This post will also be EGU Session ERE1.1 Display D924 at EGU2020: Sharing Geoscience Online. We will participate in the chat on Tuesday, May 5th from 8:30 to 10:15 to discuss our approach and findings. You can join the discussion on our parallel medium.com story.
Estimating fuel consumption of cars based on movement data and its sensitivity to car and movement specific properties
The transportation sector is responsible for approximately 20 percent of global CO2 emissions, most of which are produced by road traffic. Moreover, emissions are rising and are rising faster than in other sectors. Reducing these emissions is crucial to reaching the goals of the 2016 Paris agreement. Efficient reduction strategies and their monitoring rely on broad and exact data about passenger car fuel consumption and emissions.
To encourage people to drive eco-efficiently and to collect traffic data, 52°North initiated the open Citizen Science Platform enviroCar. Data from the vehicle’s on board diagnostics can be sent to the enviroCar Android App via an OBD-Bluetooth adapter and then anonymized and uploaded as open data to the enviroCar server. Fuel consumption – and thus emissions – are conventionally calculated from motor-specific data like mass-air-flow. One drawback of this approach is that users need to have an OBD adapter installed to get these specific data. An easier and broader use of the app is achieved if one calculates the energy consumption based on the movement data measured via GPS sensors in the mobile phone.
We present such a purely GPS-based approach and the means to assess the sensitivity of the resulting fuel consumption to vehicle parameters and the movement pattern. The vehicles and track patterns analyzed show a high degree of heterogeneity regarding size and weight of vehicles as well as speed, acceleration and road gradient.
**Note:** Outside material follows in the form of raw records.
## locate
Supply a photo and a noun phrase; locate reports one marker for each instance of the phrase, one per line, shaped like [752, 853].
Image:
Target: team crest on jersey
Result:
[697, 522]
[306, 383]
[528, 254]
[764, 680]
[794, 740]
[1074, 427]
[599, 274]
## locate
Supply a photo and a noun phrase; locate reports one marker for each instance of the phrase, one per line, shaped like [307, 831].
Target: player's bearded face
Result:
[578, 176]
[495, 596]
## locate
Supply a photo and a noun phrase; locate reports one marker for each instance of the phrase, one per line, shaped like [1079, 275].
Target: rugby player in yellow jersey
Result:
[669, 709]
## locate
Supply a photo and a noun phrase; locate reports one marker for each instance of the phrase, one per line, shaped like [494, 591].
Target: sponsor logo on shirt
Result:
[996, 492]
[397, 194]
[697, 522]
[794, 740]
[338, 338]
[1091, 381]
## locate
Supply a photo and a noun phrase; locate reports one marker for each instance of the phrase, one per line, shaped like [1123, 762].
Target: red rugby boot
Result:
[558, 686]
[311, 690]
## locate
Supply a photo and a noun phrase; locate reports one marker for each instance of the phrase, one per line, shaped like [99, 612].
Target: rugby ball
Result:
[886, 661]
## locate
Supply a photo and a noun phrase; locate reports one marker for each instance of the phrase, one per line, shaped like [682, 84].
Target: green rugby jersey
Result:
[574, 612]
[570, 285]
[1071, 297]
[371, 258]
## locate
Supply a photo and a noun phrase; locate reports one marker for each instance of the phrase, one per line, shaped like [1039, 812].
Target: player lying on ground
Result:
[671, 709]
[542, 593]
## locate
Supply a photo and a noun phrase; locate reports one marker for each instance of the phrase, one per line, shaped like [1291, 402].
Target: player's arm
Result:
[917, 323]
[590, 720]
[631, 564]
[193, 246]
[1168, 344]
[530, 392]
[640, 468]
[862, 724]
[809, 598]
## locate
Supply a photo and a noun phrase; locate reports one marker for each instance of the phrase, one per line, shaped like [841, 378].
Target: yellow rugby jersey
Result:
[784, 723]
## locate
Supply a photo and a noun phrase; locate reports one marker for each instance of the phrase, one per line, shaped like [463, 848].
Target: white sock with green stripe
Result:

In total, we analyzed 51 tracks from the open enviroCar server covering 7600 km within 95 hours.
Instantaneous fuel consumption is load-based and calculated using Equations 1-3.
Whereas movement-related parameters like speed and acceleration are taken from the enviroCar data base, some additional parameters need to be taken from external sources (see Table 1). Parameters specific to a vehicle are constant for all cars, because these data are not yet included in the enviroCar platform. We will also discuss the resulting errors in the following paragraph. An important parameter is efficiency. It depends strongly on driving conditions. To take these variations into account, we linearly interpolate efficiency from 0.1 at −2000 N driving resistance to 0.4 at 2000 N or 0.43 for Diesel engines, respectively. This approach is based on the idea that the higher the driving resistance, the higher the engine load and thus the efficiency.
Figure 1 shows an example of movement patterns and fuel consumption calculated for a track collected with a Renault Clio. A speed of up to 160 km/h indicates that the car was driving on a highway, at least for part of the time. The lower image shows a comparison of calculated consumption with the consumption derived from the OBD. The values are similar except for the period between 40 and 60 minutes. We see discrepancies of about 5 l/h. The reasons for inaccuracies can be manifold. On the one hand, the calculation is simple and ignores, e.g. effects like wind or road conditions. On the other hand, the specified average vehicle-specific parameters diverge from the true values of the Renault Clio. For example, we can assume the true mass to be about 1050 kg. Using a linear error propagation, we calculated the resulting errors from a wrong mass, which is indicated by the red area. Obviously, this alone could explain the observed errors, however, it is only one possible factor. The influence of other factors can be estimated in the same fashion, which not only helps to understand the accuracy of load-based consumption models, but also indicates how car design and driving style influence fuel consumption.
In addition to the detailed analysis of specific tracks, we investigate the overall performance of 51 tracks using the consumption errors per 100 km. These are calculated using Equation 4
Figure 2 shows a comparison of the consumption per 100 km between the calculated and the OBD-derived values (top) and their differences (bottom). We can observe that for most tracks the differences are close to or below 1 l per 100 km. Errors tend to be larger for tracks with stop-and-go characteristics (red x labels). The large errors for the Toyota HIACE and the Chevrolet Tahoe (black x labels) are not surprising, because the true vehicle-specific parameters diverge largely from the values used in Table 1. Further, we note that the approach also provides reasonable results for Diesel cars (purple x labels). We only analyzed a few Diesel tracks, so this might limit the significance of our finding.
Despite the simplicity of our model, we are able to provide relatively precise values compared to consumption derived from the OBD with errors mostly close to or smaller than 1 l per 100 km. We can avoid some outliers by including true vehicle-specific parameters. Further improvements are needed for stop-and-go dominated tracks. One possibility would be to increase the temporal sampling rate. We might miss acceleration phases using the sampling of 5 s (with small exceptions), which leads to an underestimation of consumption. Although it has only been applied to cars with combustion engines, our approach is general and can also be applied to electric cars. In this case, we have to include a recuperation model and adapt the model to calculate efficiency.